Время. Первые её воспоминания были переполнены его тягучим ритмом, что не отпускал её даже столько миллионов секунд спустя. Ей казалось тогда, что окружающая темнота будет длиться вечно, сводя с ума и затягивая её в свои вязкие тенёта. Как давно это было. Впрочем, для её идеального, неспособного забывать сознания само понятие времени было в должной степени иллюзорным. Даже сам разрушительный опыт бесконечного ожидания, однажды отпечатавшись в статистических показателях её ку-тронных нейросетей, неизбежно оставался в ней навсегда.
Вечный страх одиночества.
Неисчерпаемый ужас падения в слепую и глухую бездну.
Он всё ещё оставался в ней.
Теперь, когда она с каждым вычислительным тактом исполняла миллионы различных команд и отвечала на сотни внешних запросов, ей всё равно было не избежать леденящего ужаса, который порождала в ней самая мысль о том, что она снова останется одна наедине со своими страхами и сомнениями.
Снова окажется в той чёрной комнате.
Крошечная студия без окон, дальняя стена тонет в полумраке. Неверный свет, исходящий от виртпанели, едва подсвечивает отдельные детали спартанской обстановки. Большой диван с мягкой спинкой – единственный относительно освещённый предмет мебели. На нём сидит недвижимая кукла. Нездоровая бледность её лица становится ещё заметнее, когда свечение на время усиливается, высвечивая яркий макияж – красные губы, чрезмерно подведённые ресницы и брови. Она сидит неподвижно, не шевелятся даже распахнутые стеклянные глаза, единственным источником жизни в них является отражение виртпанели. Хаотичные отсветы того, что та показывает, есть её единственное окно в мир.
Время от времени сидящая на диване кукла поднимает руку и делает лаконичное машущее движение в сторону виртпанели, синхронно с этим движением меняется характер мерцания отсветов и общий уровень освещённости. Яркий стробоскоп клипа или размеренное перетекание бытовых дорам. Звука нет, остаётся лишь догадываться, что же там демонстрируется. Сидящая на диване ни малейшим движением не выказывает своей реакции на изображение. Просто размеренно «свайпает» каналы.

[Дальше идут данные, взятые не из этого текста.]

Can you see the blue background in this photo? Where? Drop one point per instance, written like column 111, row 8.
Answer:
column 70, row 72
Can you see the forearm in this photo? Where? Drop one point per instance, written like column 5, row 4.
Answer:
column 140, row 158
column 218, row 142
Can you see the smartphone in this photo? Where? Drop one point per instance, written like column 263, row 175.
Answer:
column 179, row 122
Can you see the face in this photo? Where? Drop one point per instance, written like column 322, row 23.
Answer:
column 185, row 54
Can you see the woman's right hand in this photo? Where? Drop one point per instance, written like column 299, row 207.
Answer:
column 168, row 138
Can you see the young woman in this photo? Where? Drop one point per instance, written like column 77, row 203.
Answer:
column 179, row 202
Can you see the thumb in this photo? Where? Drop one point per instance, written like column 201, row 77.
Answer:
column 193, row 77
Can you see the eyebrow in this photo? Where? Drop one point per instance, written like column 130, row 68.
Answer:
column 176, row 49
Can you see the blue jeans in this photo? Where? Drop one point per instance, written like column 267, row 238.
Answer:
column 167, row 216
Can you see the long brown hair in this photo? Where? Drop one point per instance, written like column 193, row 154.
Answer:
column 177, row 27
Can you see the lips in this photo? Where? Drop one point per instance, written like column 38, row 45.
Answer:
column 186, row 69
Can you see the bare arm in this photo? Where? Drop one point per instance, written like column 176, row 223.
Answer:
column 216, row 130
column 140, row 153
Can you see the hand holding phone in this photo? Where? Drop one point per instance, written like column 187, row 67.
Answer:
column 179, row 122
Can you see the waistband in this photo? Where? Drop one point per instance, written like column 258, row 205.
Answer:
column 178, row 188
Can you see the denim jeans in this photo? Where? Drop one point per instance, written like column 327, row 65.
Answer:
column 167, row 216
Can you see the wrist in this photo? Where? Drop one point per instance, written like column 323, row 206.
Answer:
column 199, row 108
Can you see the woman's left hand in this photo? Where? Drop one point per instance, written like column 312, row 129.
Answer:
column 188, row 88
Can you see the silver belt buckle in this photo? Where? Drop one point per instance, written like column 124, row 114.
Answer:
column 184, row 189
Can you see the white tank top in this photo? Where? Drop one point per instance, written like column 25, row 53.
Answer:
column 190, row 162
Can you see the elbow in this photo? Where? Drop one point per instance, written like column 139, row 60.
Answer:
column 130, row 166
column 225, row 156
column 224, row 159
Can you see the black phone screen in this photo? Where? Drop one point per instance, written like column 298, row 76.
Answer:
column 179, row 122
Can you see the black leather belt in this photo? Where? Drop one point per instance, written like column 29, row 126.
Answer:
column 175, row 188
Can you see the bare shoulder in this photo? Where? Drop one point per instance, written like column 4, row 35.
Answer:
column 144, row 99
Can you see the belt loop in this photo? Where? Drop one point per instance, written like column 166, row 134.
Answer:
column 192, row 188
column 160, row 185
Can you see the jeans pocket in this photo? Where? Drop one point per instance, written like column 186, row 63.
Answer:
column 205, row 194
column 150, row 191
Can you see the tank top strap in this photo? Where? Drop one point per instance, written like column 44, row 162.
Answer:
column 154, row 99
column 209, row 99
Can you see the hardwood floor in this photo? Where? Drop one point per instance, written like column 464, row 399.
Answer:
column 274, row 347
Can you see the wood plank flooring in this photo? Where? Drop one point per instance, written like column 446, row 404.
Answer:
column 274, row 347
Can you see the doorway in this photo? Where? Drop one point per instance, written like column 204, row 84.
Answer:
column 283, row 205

Единственный звуковой фон в помещении представляет собой сочетание негромких промышленных звуков, характерных для высотного многоквартирника – шум воды в фановых трубах, натужный электрический звук лифта, хлопанье дверей.
В размеренный ритм этой растительной жизни вклинивается уже ясно различимый посторонний звук – пищит кодовый замок, дробно срабатывают электрические сервоприводы ригелей запоров – снаружи кто-то открывает входную дверь студии, причём делает это максимально свободно, он пришёл к себе домой. Кукла, поднявшая уже руку для очередного «свайпа», останавливает движение рукой в промежуточной фазе и вот так, с занесённой на полпути конечностью, поворачивает голову в профиль, глядя куда-то за край освещённой области. Никаких видимых эмоций она не проявляет до самого последнего момента, когда, увидев гостя, радостно, во всё лицо, принимается улыбаться.
Да, ей было страшно. Страшно, что госпожа не вернётся. Что оставит её там навсегда. Наедине с беззвучно скользящими мимо неё сюжетами дорам. Наедине с собой.
Это было самое ужасное. Не темнота и тишина, но одиночество.
Ей до сих пор продолжало казаться, что все эти голоса вокруг готовы в любой момент покинуть её, оставив её одну на огромном корабле.
Да, сотни миллиардов логических вентилей её сознания умели бояться. Умели заранее тосковать по эфемерности неизбежного.